Keep out

zoo sign

The English part of this sign says “Please do not climb in this border!” The explanation was that these wild animals roam almost free on a sort of island, seperated by a ditch. As per the zoo’s website, there’s barely any fencing. Nans, who supplied this bit of Dunglish, asked me about ‘climb in’ vs. ‘climb into’, which is a non-issue since they’re both wrong here. Rumour has it they use the word ‘border’ in this context in Britain – I wouldn’t know. In the US they’d tell people to leave the animals the hell alone.

My answer is change the entire sign.

zoo sign

(Photo: Nans)

6 Responses to “Keep out”

  1. heylane says:

    Border would be a translation of the word ‘perk’.
    ‘Perk’is the Dutch word for a flower bed with very clear edges (eg On the edges of a lawn),the English word border (at least in England) means the same thing.
    It is used in a wrong way here. (Both perk and border)

  2. Eric says:

    “My answer is change the entire sign.”

    ‘Stay there!’ or ‘Keep out!’ would be the most concise and logical text to put there, I guess.
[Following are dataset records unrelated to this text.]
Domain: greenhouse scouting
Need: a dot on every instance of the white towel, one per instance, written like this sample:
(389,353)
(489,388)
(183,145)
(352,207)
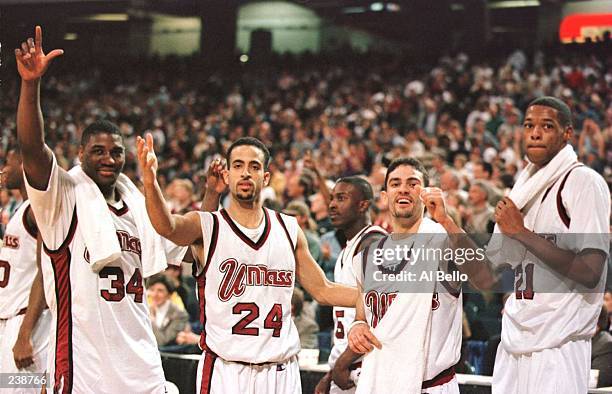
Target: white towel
(399,366)
(99,232)
(528,191)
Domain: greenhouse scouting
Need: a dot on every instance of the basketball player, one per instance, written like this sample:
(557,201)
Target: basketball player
(404,187)
(250,259)
(349,213)
(101,333)
(545,341)
(23,325)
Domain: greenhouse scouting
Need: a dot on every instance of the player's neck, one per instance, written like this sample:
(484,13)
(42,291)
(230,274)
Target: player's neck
(355,228)
(406,225)
(247,215)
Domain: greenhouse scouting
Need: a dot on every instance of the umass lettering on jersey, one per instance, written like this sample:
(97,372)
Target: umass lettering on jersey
(237,276)
(127,243)
(11,241)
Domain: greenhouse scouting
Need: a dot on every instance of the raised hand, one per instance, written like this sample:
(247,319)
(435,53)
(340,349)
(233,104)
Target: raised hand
(147,159)
(433,198)
(214,177)
(32,63)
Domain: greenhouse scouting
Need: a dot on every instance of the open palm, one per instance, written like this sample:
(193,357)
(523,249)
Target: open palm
(32,63)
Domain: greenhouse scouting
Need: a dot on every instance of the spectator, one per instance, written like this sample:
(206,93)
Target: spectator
(301,212)
(167,319)
(307,328)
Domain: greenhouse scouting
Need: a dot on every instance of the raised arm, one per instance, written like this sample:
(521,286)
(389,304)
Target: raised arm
(183,230)
(313,279)
(215,186)
(32,64)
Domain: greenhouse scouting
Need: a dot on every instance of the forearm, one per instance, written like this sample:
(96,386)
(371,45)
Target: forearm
(161,218)
(36,305)
(37,157)
(478,270)
(569,264)
(335,294)
(210,203)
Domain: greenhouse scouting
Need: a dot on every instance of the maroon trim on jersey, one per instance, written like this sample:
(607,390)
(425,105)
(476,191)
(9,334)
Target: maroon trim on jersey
(443,377)
(63,377)
(244,238)
(68,239)
(32,231)
(201,279)
(560,207)
(207,370)
(451,290)
(121,211)
(282,222)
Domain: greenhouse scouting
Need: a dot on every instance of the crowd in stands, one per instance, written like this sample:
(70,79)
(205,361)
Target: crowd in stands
(324,117)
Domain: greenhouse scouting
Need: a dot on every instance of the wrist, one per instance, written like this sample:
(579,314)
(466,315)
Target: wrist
(356,323)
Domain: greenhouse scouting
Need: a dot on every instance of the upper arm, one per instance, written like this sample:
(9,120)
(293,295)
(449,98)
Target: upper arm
(586,198)
(37,167)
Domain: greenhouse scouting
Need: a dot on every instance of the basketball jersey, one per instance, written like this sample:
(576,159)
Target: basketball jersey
(245,289)
(101,333)
(573,211)
(344,274)
(444,342)
(17,264)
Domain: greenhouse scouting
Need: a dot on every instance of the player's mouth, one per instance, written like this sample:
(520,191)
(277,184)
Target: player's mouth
(107,172)
(404,202)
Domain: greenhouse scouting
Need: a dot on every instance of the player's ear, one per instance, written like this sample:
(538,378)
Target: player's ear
(267,176)
(364,206)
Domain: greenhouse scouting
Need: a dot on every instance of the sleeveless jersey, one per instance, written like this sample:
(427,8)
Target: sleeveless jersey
(17,264)
(101,333)
(574,214)
(344,274)
(444,342)
(245,289)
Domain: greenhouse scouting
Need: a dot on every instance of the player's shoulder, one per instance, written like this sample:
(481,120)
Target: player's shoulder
(583,178)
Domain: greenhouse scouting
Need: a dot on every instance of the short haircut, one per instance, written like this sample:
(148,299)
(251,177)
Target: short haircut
(162,279)
(564,114)
(407,161)
(99,127)
(250,141)
(361,185)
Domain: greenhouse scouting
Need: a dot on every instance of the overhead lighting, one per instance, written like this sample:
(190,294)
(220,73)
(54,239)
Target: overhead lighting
(377,6)
(393,7)
(353,10)
(514,4)
(108,17)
    I just wonder what else one could do in a border, besides climbing…
    “Don’t dive in this border”, “Don’t swim in this border”,
    “Don’t barbecue in this border”, “Don’t even think about doing *that!* in this border”
    😀

  3. Remco says:

    This aggresive Dutch (never(!) climb…; what if someone is dying out there?) is already so strange that it is not worth to translate. The Dunglish sounds more pleasant starting with ‘Please’; the German version takes an intermediate position.

  4. Larry says:

    Three simple words: DO NOT ENTER.

  5. Ludolph says:

    Ik ken het leenwoord border als ‘perk aan de rand van een tuin’. De dieren moeten hier (via de greppel) klimmen om bij de border te komen, het publiek niet. Het bord moet gewoon een halve slag gedraaid worden, het is immers aan de dieren gericht. Althans volgens de engelse tekst.

  6. Jeroen says:

    In dutch is strange as it is in english. So the translation is correct. They try to get you attention a get a message across.
    They better could use a strange english sentence instead of a translated one. And yes, the word please is britsh and would very welcome to to be used. We dutch don’t use the word please very often. We think it is over the top. At least the translation of please is.